La visión de lo que ocurre en Ecuador es premonitoria de lo que puede ocurrir en otros países de Latinoamérica, de diferentes maneras por supuesto. Dos hechos centrales llaman a la reflexión. Uno se refiere a la complicidad de la clase dirigencial de Ecuador con el narco tráfico y el otro a la intervención del Imperio del Caos en el conflicto. Más abajo un resumen de lo que espero desarrollar según vuestros comentarios o inquietudes.
Una reflexión antecede a lo que ocurre en Ecuador.
Recordemos que en múltiples ocasiones se criticó durante el proceso de paz en Colombia, donde Chile fue uno de los países garantes, junto con Cuba, Venezuela, Noruega, México y Chile, la validez de un proceso donde el lema principal de la crítica era si acaso debía continuarse puesto que el narcotráfico había permeado a las FARC y el ELN, así como las instituciones colombianas, Comisión de Seguimiento, Impulso y Verificación a la Implementación del Acuerdo (CSIVI) y la Comisión Nacional de Garantías de Seguridad (CNGS) y de NNUU Misión de Verificación, que llevaban adelante las de paz.
En ese plano todas las iniciativas son sospechosas, aún los observadores, amigables componedores, que en ese plano jugarían el papel de “tontos útiles” porque después de todo, es un proceso para el que ninguna ley, decreto o sistema fue preparado para enfrentar.
Elegido democráticamente Noboa, al día siguiente debió recurrir al estado de excepción y nada excluye el estado de sitio. En los hechos tampoco Ecuador estaba preparado para enfrentar los hechos permeados por el narcotráfico y las redes internacionales.
¿Debe entonces situarse al “buenismo bolivariano” de Correa como cómplice del renacer del tejido social narco en Ecuador? ¿No es esta la ocasión propicia para poner en duda, mediante una operación limpia de sospechas – porque se trata de guerra contra la criminalidad – los avances sociales de Correa y, por carambola, los de Amlo, o las intenciones de Petro, Lula, o el de un apoyo al vacilante Boric de Chile?

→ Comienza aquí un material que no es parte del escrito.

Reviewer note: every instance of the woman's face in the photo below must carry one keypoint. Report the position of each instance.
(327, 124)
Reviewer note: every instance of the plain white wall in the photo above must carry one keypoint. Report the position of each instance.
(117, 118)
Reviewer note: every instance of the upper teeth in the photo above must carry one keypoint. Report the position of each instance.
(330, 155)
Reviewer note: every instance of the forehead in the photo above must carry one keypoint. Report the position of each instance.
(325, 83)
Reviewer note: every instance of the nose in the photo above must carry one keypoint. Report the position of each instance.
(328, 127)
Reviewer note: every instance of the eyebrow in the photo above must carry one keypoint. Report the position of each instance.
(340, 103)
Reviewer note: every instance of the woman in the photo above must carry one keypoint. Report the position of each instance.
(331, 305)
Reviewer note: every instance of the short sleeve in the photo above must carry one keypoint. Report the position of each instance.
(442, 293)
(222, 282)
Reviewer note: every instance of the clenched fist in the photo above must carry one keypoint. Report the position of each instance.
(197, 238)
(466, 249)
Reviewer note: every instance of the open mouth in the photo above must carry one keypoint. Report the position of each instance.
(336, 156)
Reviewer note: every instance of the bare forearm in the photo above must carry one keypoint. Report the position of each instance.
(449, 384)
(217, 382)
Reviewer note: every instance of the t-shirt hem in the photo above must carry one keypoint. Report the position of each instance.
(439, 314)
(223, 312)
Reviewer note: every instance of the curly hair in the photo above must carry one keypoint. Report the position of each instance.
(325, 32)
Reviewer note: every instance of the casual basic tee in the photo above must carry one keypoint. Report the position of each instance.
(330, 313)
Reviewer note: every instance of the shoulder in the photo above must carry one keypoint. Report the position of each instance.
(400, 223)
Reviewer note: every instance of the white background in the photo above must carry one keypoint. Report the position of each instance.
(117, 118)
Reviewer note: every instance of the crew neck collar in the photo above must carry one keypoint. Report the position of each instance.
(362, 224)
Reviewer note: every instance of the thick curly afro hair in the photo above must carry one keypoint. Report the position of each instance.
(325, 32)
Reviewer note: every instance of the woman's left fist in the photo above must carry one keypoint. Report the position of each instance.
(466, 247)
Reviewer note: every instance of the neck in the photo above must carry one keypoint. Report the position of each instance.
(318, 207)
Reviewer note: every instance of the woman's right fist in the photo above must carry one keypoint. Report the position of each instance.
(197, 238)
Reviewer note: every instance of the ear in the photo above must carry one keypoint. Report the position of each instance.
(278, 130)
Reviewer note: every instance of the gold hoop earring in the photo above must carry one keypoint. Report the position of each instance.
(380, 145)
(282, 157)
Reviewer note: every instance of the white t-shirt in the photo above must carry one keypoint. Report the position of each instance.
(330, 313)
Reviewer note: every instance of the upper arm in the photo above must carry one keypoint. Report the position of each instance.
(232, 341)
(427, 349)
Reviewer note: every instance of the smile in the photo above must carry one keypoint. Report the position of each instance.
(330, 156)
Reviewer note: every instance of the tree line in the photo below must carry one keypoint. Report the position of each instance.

Ante tanta duda, reabramos la fortaleza de Manta, los patrullajes de los AWAC americanos en la costa, reiniciemos el ABDP (Air Bridge Denial Program i.e., programa de ataque al puente aéreo de la droga) a partir de Manta….vamos con las fumigaciones, ¡pero cuidado! No olvidemos las consecuencias de aquellas realizadas por el cuerpo norteamericano de las DynCorp en el Putumayo, sudeste de Colombia, fronteriza con Ecuador que tuvo efectos desastrosos en la salud de los campesinos, con enfermedades en la piel, problemas respiratorios y gastrointestinales; además de la muerte de niños y pérdidas en granos.
Lo de Ecuador es guerra en un Estado civil cruzado por tensiones de grupos neo conservadores, representantes de negocios, actores privilegiados de operaciones encubiertas, de actividades al límite de lo legal y otras abiertamente ilegales, en fin actores cuyo objetivo es el blanqueo de situaciones. Todo ello está al margen de los equilibrios y contrapesos de la Constitución.
La guerra del narcotráfico, las bandas y pandillas que la lideran, constituyen la visión externa de la sociedad civil ya descrita de negocios al borde de la legalidad y otros abiertamente ilegales.
La clase dirigente en Ecuador, aquella no ligada a lo ilícito, por razones de carácter político-militar está incapacitada de tomar el mando y limitada absolutamente a iniciativas de orden policial. Que esto sea entregado a militares no cambia el núcleo del problema. En lo inmediato no es el Ecuador legal el que resolverá. El Ecuador real se impone. La violencia, esconde una generación de jóvenes que por la fuerza de las cosas debe someterse al vasallaje de los viejos políticos probos o delincuentes. Esta guerra oculta no puede ser ignorada, pero agrega tensión a aquella que se libra en la superficie.
Los oficiales jóvenes de Sankara en Burkina Fasso resolvieron el problema generacional. Años antes fue Khadafi en Libia. En la India, los jóvenes del Congress Party quisieron a comienzos del siglo XXI imponer un proyecto democrático occidental, intento que hoy en día cayera en lo tradicional de Modi, aún a la derecha de la India histórica de Gandhi y Jawarlal Nehru.
Nada asegura que la tensión joven en Ecuador logre quebrar los horizontes cerrados que resienten, de la desocupación permanente o semi permanente de los intelectuales, sin embargo, nada de esa infraestructura de descontento podrá influir en la guerra del tiempo presente. La guerra de Noboa.